Prescod recently spoke to Newsday about his company.
What’s the meaning of your firm’s name, 5D Architecture and Engineering?
It’s those [five] fields our company addresses — construction, construction management, architecture, engineering and inspections.
What’s the biggest business mistake you made?
I should’ve married my wife five years earlier. We’re married 20 years, and when I lost my job, she was my biggest supporter, and with her, I would have started my business earlier.
What is your biggest challenge now?
I need exposure so people know I’m here, because once I get that exposure, they say, "We didn’t know this company is doing cutting-edge stuff."
How do you get customers?
I get referrals from lawyers, other engineers and architects all the time.
I’m also out there with my MBE, LLBE, SBE and DBE certifications. (Minority Business Enterprise, Local Business Enterprise, Small Business Enterprise and Disadvantaged Business Enterprise)
What are some current and past projects?
At JFK Terminal 4, I’m doing construction management and inspection on the tarmac, and as a licensed drone pilot, I’m getting photos of the construction progress on Terminal 6. So, when a subcontractor wants to get paid, the photos show if the construction is on or behind schedule, done or ongoing.
In Flushing, Queens, for the Emerald Tower Condominium’s underground parking lot, I did the design and inspections for the 60-feet-below-ground excavation’s supportive work.
And on the island of Jamaica, I’m working on several projects, including the retrofit of the Hermitage Dam and, with the island’s national water commission, I’m trying to solve their 50% freshwater loss in their ancient pipes.
What are the advantages of owning a business like yours?
It allows you to dream, think, learn and do different projects.

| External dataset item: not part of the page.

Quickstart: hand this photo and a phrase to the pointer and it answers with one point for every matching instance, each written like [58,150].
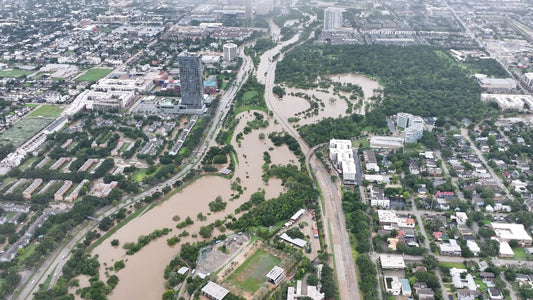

In 2020, I started a not-for-profit, called Oasis Community Land Charity Inc. to provide workforce training to the disadvantaged, and now I have an official partnership with the Shinnecock Nation. In collaboration with the nation, I'm using my drone technology to trace carbon footprint and animal migration along the Eastern Seaboard to map out offshore wind for environmental permitting.
Through the not-for-profit, I’m getting more diverse and untraditional projects.
How do you get employees?
I get emails for new employees from LinkedIn, Yahoo, job recruiters, other architects, engineers, friends and employees.
How do you retain workers?
I try to offset the rising costs of the economy with food, long-distance travel, gas and phone allowances.
What do you hope your company will look like in five years?
The business will be so big that we’ll have an opportunity to give back with jobs to our communities. We’re doing that now, but it would be on a larger scale. I want to help those people who can’t see their way forward to make enough money to own a home and be part of the American dream.